2009.2.24 これがガイ・リッチーの現状か 【リボルバー】 HOME
評価:3
■ヒトコト感想
ガイ・リッチー作品が好きだ。特にスナッチなどはかなり好きだった。その監督の新作となれば、当然最上級の期待と共に見るのだが、かなりの期待はずれだった。スナッチのようなスピード感や場面展開の特殊さ。そして、ちょっとしたユーモアと、驚くほど練りこまれたストーリー。それらが一切見うけられなかった。冒頭では、これからどんなことが起きるのだろうという期待感と、不思議な出来事などで観衆を引き付ける魅力はある。それが最後まで引っ張られ、謎が謎をよび、最後にあっと驚かせてくれるのかと思いきや…。そのまま終わってしまう。どこか自己啓発セミナー的でもあり、ひたすら自問自答する禅問答のようにも思えた。期待が大きかっただけに、落胆も大きい。
■ストーリー
罠にはめられ投獄された、凄腕のギャンブラー、ジェイク・グリーン。獄中でギャンブルに勝つ究極のテクニックを学んだ彼は、出所後、彼をはめた暗黒街の大物マカに勝負を挑み圧勝する。マカは即刻、ジェイク抹殺の命令を下すが、突如現れた謎の二人組によってジェイクは救われる。しかし、それは新たな罠の迷宮の入り口に過ぎなかった・・・。
■感想
強烈なスピード感としゃれた雰囲気。スナッチが上映された当初は衝撃を受けた。そんなスナッチの監督であるガイ・リッチーの作品。スナッチの前の作品も好きで、この監督の独特な手法が大好きだった。残酷な場面を、それを傍観する人々の表情だけで、表現したり、よくわからない展開ながらも、最後には全てがしっかりと理解できている流れ。

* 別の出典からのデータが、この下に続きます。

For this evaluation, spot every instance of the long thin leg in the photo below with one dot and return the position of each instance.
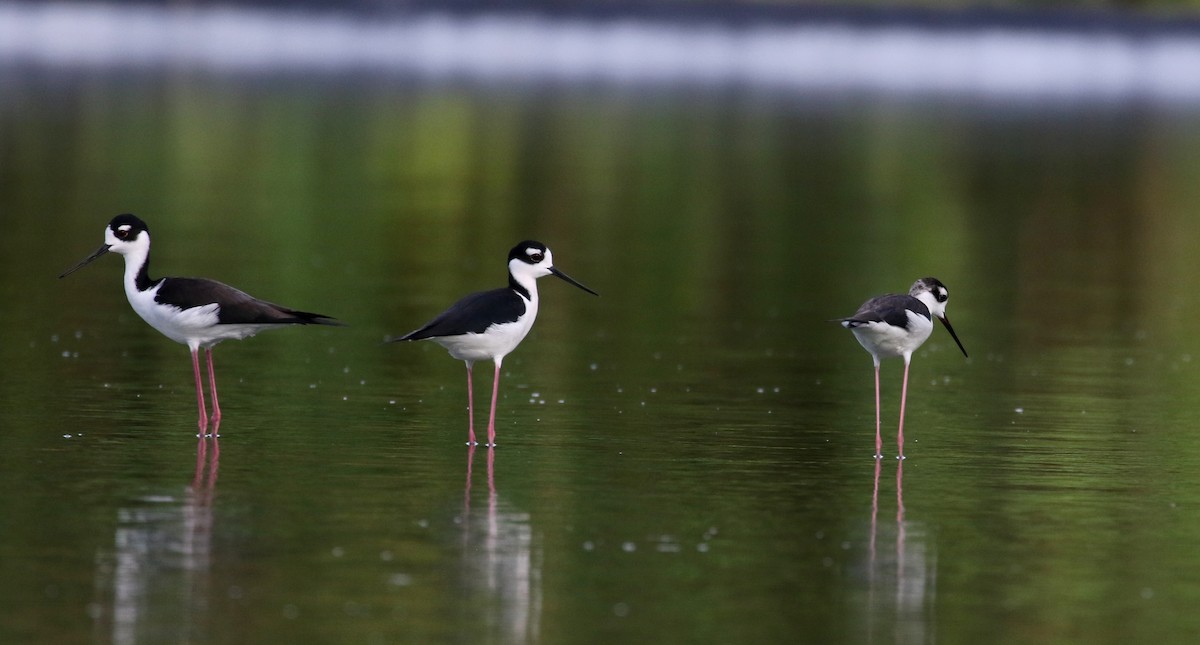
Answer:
(199, 390)
(879, 438)
(471, 408)
(213, 385)
(491, 419)
(904, 397)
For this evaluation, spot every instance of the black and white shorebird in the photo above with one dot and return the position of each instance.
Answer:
(196, 312)
(492, 324)
(895, 325)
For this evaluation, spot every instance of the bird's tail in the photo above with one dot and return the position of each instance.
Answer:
(307, 318)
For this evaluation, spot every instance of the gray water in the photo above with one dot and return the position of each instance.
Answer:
(685, 458)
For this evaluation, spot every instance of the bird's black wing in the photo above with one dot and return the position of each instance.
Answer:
(237, 307)
(472, 314)
(891, 308)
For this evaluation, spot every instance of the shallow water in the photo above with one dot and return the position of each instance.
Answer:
(685, 458)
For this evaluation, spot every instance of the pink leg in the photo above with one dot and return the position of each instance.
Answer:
(491, 419)
(904, 397)
(471, 409)
(213, 385)
(199, 391)
(879, 438)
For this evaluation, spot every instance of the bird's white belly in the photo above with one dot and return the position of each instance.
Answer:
(195, 326)
(885, 341)
(495, 343)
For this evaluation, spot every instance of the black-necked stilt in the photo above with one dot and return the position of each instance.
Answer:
(895, 325)
(492, 324)
(196, 312)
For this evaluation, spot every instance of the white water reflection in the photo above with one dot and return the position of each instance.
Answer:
(154, 585)
(995, 61)
(901, 573)
(503, 565)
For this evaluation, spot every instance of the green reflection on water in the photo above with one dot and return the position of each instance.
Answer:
(685, 458)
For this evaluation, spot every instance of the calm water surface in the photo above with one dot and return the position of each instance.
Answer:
(684, 459)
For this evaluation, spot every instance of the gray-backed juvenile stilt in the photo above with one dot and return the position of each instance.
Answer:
(895, 325)
(492, 324)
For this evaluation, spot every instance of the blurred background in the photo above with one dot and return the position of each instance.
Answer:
(684, 459)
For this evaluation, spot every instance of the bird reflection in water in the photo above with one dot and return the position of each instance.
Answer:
(901, 583)
(154, 584)
(502, 565)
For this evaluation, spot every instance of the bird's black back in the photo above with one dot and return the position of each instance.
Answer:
(892, 308)
(473, 314)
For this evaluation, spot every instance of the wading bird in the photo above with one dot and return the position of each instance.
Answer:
(196, 312)
(895, 325)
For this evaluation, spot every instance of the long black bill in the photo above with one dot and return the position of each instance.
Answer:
(946, 321)
(85, 261)
(570, 279)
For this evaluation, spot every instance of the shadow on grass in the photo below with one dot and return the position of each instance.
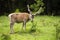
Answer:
(5, 37)
(32, 30)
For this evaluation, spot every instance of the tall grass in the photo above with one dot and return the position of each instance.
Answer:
(43, 28)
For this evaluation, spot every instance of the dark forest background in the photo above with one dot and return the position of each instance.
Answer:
(49, 7)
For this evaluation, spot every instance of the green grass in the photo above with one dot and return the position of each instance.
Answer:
(44, 28)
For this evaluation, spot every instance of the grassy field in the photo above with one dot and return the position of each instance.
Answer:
(44, 28)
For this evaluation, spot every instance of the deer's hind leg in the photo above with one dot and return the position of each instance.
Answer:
(24, 25)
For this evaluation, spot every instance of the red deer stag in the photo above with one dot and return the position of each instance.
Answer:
(20, 17)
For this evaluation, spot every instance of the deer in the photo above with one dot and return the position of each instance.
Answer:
(21, 17)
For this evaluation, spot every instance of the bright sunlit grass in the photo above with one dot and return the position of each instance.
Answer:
(44, 28)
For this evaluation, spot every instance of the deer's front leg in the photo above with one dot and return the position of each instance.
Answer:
(11, 27)
(24, 25)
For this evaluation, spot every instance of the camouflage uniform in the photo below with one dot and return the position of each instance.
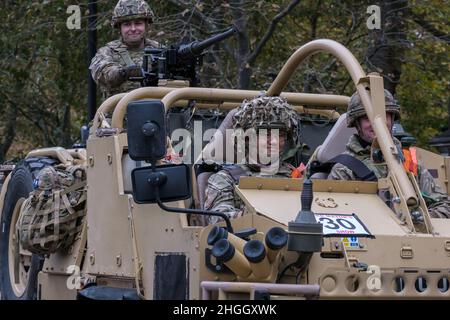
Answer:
(108, 65)
(439, 204)
(109, 60)
(263, 112)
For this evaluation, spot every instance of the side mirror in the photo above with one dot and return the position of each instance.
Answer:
(172, 181)
(146, 130)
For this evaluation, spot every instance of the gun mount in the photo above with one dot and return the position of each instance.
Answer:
(177, 62)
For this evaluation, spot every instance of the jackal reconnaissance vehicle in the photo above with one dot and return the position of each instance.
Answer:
(136, 228)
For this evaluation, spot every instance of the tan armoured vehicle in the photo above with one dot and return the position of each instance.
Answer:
(298, 238)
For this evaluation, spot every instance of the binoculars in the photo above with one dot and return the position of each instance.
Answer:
(247, 258)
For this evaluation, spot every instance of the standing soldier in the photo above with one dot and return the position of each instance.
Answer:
(266, 113)
(121, 59)
(360, 148)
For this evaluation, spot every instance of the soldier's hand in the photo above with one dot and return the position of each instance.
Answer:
(131, 71)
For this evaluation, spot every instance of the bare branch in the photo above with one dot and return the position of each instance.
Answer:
(271, 29)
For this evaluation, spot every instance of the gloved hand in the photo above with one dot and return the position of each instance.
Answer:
(131, 71)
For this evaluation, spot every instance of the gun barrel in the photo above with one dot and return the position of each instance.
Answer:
(195, 48)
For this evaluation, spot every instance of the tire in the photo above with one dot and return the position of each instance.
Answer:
(18, 188)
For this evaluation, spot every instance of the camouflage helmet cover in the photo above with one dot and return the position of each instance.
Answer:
(356, 109)
(126, 10)
(267, 113)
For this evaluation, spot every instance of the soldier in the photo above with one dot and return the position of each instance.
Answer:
(260, 113)
(121, 59)
(360, 147)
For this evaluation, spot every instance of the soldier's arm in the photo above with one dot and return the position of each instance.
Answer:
(105, 71)
(220, 196)
(341, 172)
(428, 185)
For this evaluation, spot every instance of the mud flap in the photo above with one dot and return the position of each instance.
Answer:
(171, 280)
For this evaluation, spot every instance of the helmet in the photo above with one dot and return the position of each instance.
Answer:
(356, 109)
(126, 10)
(267, 113)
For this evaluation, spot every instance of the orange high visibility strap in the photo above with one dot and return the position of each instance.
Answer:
(410, 163)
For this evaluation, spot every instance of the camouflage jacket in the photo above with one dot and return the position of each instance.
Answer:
(108, 61)
(220, 194)
(439, 205)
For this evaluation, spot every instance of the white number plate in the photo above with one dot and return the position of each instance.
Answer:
(342, 225)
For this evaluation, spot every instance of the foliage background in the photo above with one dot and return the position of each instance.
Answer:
(43, 64)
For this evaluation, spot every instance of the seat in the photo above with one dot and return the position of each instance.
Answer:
(334, 144)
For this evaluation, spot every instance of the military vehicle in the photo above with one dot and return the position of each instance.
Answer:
(141, 236)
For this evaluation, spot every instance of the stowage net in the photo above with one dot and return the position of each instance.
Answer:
(52, 217)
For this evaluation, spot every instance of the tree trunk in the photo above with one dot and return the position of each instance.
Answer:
(385, 52)
(9, 133)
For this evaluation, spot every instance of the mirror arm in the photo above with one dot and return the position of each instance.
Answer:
(159, 182)
(195, 211)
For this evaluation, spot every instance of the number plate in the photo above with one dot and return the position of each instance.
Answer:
(342, 225)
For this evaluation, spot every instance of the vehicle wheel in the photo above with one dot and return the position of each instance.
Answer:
(19, 268)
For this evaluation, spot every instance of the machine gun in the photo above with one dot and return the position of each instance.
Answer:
(177, 62)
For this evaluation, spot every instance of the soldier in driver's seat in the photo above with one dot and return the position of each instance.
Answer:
(275, 124)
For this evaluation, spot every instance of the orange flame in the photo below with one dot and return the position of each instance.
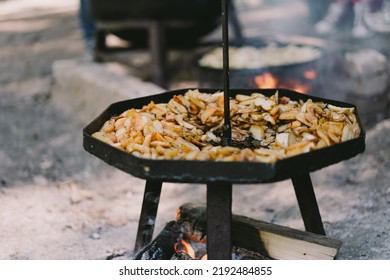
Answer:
(267, 80)
(184, 246)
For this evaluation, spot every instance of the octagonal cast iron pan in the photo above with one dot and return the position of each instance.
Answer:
(194, 171)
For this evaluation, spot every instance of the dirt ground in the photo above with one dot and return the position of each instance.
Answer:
(59, 202)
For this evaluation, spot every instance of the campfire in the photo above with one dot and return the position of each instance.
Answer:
(302, 85)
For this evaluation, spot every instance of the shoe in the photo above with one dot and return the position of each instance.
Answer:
(379, 21)
(359, 29)
(335, 15)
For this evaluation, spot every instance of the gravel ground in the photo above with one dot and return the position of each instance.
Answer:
(59, 202)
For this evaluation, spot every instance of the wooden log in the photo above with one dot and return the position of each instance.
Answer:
(270, 240)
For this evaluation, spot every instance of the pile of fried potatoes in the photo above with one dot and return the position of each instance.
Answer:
(190, 127)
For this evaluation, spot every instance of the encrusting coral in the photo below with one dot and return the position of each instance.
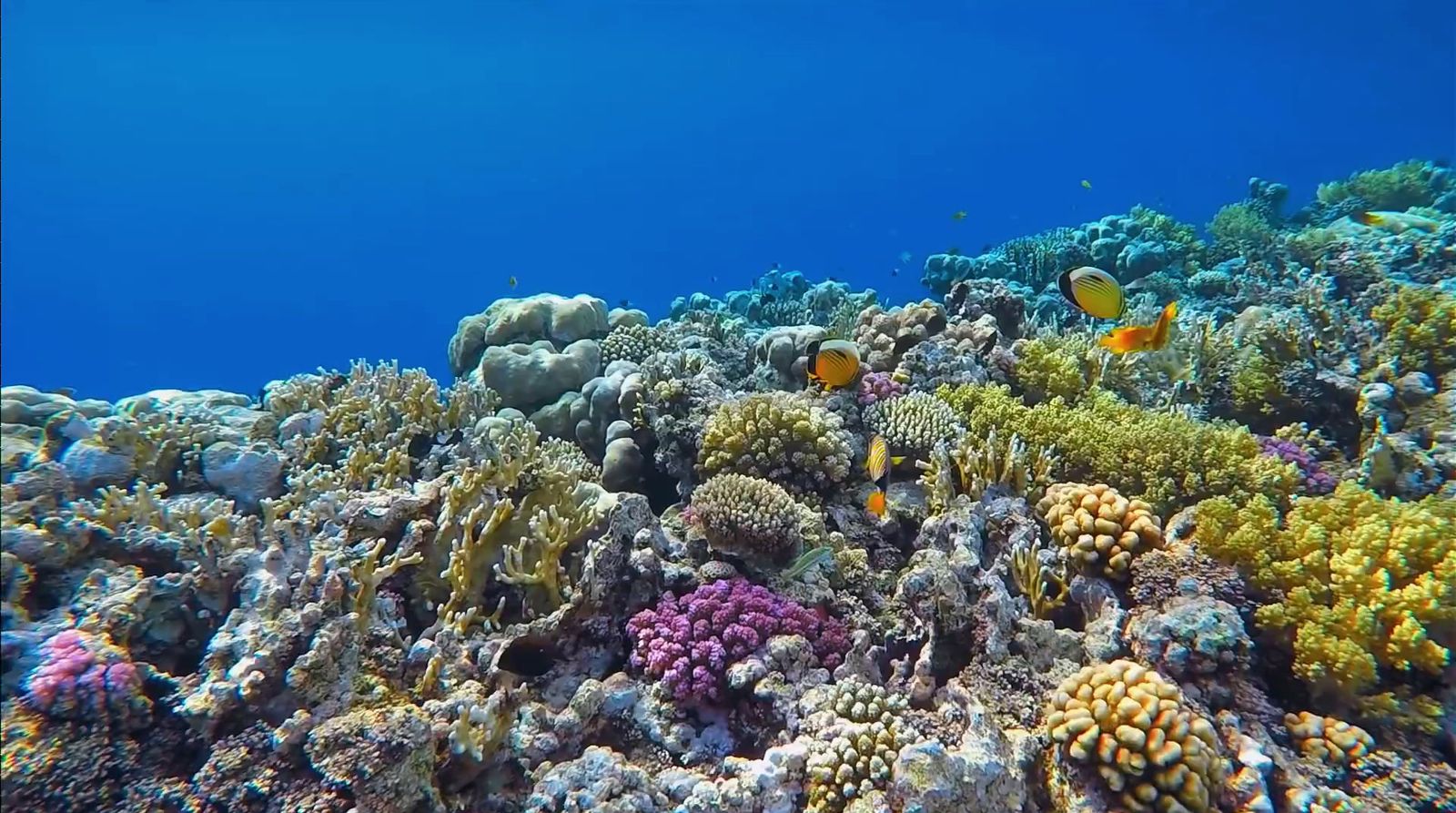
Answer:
(1099, 529)
(1135, 727)
(1368, 583)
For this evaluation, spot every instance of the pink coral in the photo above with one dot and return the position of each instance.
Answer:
(84, 676)
(878, 386)
(691, 641)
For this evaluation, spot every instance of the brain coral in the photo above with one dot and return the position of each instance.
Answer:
(1366, 582)
(1098, 528)
(914, 422)
(747, 516)
(1147, 743)
(786, 437)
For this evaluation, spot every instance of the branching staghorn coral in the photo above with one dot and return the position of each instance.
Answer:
(1368, 583)
(1167, 459)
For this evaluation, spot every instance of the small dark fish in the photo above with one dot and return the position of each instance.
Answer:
(529, 655)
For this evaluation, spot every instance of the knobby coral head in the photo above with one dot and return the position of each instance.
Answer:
(688, 643)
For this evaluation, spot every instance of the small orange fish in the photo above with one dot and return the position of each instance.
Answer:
(1138, 339)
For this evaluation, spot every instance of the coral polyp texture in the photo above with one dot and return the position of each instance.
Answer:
(689, 643)
(647, 565)
(1133, 726)
(1099, 529)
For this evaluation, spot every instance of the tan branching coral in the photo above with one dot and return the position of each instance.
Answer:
(790, 439)
(885, 335)
(747, 516)
(1099, 529)
(1329, 739)
(1150, 749)
(915, 422)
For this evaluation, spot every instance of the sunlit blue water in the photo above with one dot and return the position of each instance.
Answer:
(217, 194)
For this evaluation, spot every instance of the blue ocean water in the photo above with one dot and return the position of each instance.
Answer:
(217, 194)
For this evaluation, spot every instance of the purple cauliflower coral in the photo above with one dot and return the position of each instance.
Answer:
(878, 386)
(1315, 478)
(689, 643)
(84, 676)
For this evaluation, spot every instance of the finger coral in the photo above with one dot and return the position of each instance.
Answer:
(786, 437)
(747, 516)
(1366, 582)
(1099, 529)
(689, 643)
(1162, 458)
(1133, 726)
(914, 424)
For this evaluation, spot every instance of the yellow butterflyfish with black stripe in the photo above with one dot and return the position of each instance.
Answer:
(834, 363)
(1094, 291)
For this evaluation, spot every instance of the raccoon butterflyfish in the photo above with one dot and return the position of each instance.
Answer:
(1094, 291)
(834, 363)
(1138, 339)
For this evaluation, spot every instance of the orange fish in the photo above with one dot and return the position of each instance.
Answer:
(1138, 339)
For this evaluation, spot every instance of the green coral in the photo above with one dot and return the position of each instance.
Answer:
(786, 437)
(1419, 330)
(1397, 188)
(1162, 458)
(914, 424)
(1365, 584)
(1237, 228)
(632, 342)
(747, 516)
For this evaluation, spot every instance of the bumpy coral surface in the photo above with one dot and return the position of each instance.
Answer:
(689, 643)
(914, 424)
(1099, 529)
(1366, 582)
(747, 516)
(786, 437)
(1135, 727)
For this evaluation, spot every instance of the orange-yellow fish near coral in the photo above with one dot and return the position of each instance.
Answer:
(1138, 339)
(877, 465)
(834, 363)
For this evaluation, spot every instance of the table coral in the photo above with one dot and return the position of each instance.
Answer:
(786, 437)
(1164, 458)
(1099, 529)
(1147, 743)
(1366, 582)
(747, 516)
(689, 643)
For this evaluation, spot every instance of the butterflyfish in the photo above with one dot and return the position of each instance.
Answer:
(1138, 339)
(1395, 222)
(1094, 291)
(834, 363)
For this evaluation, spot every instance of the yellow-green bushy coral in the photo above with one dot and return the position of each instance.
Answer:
(1099, 529)
(1397, 188)
(914, 424)
(781, 436)
(1366, 582)
(747, 516)
(1419, 330)
(1145, 742)
(1162, 458)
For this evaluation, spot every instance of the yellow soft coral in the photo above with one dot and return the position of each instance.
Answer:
(1365, 580)
(1162, 458)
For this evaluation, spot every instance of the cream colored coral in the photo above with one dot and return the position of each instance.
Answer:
(1099, 529)
(1150, 749)
(1329, 739)
(885, 335)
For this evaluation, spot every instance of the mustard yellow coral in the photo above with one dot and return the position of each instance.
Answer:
(1162, 458)
(1099, 529)
(1365, 582)
(1145, 742)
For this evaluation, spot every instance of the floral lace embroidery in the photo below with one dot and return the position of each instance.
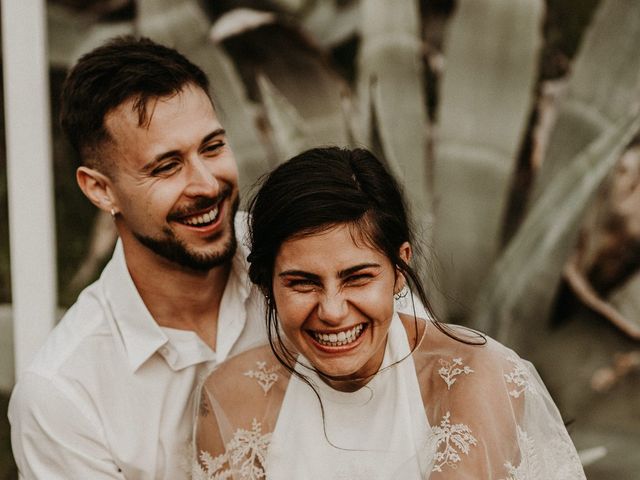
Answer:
(450, 370)
(519, 377)
(527, 469)
(210, 468)
(245, 456)
(451, 440)
(266, 376)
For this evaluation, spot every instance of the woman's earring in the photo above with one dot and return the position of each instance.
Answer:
(401, 297)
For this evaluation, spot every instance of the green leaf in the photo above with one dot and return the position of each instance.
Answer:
(238, 115)
(518, 294)
(180, 24)
(288, 128)
(71, 34)
(603, 87)
(491, 53)
(391, 86)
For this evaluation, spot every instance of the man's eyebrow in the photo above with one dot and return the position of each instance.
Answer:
(216, 133)
(351, 270)
(172, 153)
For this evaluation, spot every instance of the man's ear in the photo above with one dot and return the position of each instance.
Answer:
(405, 252)
(97, 187)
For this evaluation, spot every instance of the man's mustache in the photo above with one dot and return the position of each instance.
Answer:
(199, 204)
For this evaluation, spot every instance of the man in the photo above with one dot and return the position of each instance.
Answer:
(110, 395)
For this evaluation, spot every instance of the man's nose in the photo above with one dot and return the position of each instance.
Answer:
(202, 182)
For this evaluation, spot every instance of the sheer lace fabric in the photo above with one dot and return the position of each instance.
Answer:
(446, 411)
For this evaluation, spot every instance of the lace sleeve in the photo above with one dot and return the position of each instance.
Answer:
(238, 407)
(491, 416)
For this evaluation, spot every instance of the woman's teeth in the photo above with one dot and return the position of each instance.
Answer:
(337, 339)
(203, 219)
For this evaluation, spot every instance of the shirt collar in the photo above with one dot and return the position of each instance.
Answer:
(141, 336)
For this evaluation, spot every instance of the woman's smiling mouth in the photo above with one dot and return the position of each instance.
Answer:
(338, 339)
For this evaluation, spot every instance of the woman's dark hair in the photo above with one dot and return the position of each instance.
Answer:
(316, 190)
(313, 192)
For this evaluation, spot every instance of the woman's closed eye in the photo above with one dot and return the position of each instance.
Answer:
(302, 284)
(213, 147)
(358, 279)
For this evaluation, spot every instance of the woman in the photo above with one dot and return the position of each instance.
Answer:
(348, 388)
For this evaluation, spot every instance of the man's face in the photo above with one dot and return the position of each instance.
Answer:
(175, 179)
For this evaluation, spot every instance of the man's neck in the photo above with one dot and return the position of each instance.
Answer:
(178, 297)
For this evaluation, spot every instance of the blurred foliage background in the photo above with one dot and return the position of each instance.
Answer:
(512, 124)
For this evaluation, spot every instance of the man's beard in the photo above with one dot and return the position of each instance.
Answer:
(176, 251)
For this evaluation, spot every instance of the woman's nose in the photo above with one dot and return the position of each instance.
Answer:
(333, 308)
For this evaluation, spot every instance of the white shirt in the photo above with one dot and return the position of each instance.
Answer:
(110, 394)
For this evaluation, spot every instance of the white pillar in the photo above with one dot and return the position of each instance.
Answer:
(29, 175)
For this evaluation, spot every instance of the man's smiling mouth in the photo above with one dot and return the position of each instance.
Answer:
(202, 219)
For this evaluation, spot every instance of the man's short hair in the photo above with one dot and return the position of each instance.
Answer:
(124, 68)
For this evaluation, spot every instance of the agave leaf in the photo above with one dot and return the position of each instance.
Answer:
(73, 34)
(621, 299)
(176, 23)
(603, 87)
(298, 69)
(626, 302)
(331, 25)
(185, 26)
(391, 85)
(491, 55)
(518, 294)
(238, 115)
(288, 128)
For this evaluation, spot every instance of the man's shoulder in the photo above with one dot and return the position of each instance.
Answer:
(75, 336)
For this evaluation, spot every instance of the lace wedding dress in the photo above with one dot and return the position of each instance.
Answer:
(446, 411)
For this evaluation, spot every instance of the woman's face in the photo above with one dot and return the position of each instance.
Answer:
(334, 297)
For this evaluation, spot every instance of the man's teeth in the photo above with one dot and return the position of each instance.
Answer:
(337, 339)
(203, 219)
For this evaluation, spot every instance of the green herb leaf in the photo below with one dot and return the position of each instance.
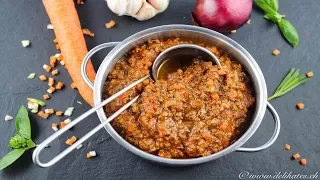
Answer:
(268, 6)
(274, 17)
(8, 159)
(291, 81)
(23, 127)
(18, 142)
(289, 32)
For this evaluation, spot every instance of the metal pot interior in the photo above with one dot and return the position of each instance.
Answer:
(199, 35)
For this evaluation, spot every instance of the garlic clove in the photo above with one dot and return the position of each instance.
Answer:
(146, 12)
(118, 6)
(133, 7)
(160, 5)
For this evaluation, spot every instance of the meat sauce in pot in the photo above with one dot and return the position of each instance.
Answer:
(195, 111)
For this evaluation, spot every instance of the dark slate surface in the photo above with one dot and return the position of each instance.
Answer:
(27, 20)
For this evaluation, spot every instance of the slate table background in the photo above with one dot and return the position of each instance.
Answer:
(27, 20)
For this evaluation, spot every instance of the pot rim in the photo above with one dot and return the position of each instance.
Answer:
(260, 104)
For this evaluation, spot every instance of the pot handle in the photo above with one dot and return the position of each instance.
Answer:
(87, 58)
(274, 135)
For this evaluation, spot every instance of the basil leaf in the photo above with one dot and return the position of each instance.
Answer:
(274, 17)
(23, 123)
(289, 32)
(8, 159)
(268, 6)
(30, 144)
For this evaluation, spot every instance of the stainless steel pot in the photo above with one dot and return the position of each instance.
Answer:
(189, 32)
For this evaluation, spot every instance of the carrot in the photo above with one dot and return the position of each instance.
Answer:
(65, 20)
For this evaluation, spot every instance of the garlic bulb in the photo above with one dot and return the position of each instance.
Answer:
(139, 9)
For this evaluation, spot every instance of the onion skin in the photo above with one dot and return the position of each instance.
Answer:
(222, 15)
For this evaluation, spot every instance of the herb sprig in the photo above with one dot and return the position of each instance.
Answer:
(270, 7)
(21, 141)
(291, 81)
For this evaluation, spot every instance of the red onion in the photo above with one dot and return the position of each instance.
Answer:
(222, 15)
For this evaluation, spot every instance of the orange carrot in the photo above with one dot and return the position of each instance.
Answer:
(65, 20)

ハードボイルドのはずが、いつの間にかお笑いの要素が組み込まれていたり。それらすべてがガイ・リッチーの魅力だった。しかし、本作はそれらの魅力がすべてなりをひそめている。
冒頭では、ガイ・リッチー作品にはおなじみのジェイソン・ステイサムが登場し、なにやら不思議な行動をとる。手渡されたメモのとおりに行動したり、余命3日と宣告されたり。それらの謎が後になってしっかりと説明されるかと思いきや、すべてが放置されている。謎のザ・ゴールドであったり、謎の二人組みであったり。いかにもな雰囲気をだしながら、最終的には何の答えも提示してくれない。いきなり音楽だけのエンディングで強制的に終了させられると、かなり不満でいっぱいになる。
全盛期のスピード感や面白さには到底及ばない作品となっている。ひたすら自問自答するキャラクターたち。だから結局なんなんだという思いしかない。情緒不安定な禿げた殺し屋は、その中でも個性が光っていたが、結局はそれだけだ。面白そうな素材は盛りだくさんなのに、それが活かされていない。あまりに奇をてらいすぎて、結局はへんてこな映画になってしまったという感じだろうか。最後にしっかりと驚かせてくれる何かや、しっかりとした答えを示してくれれば、まだ救いがあったかもしれない。
好きな監督の作品だけに、ショックは大きい。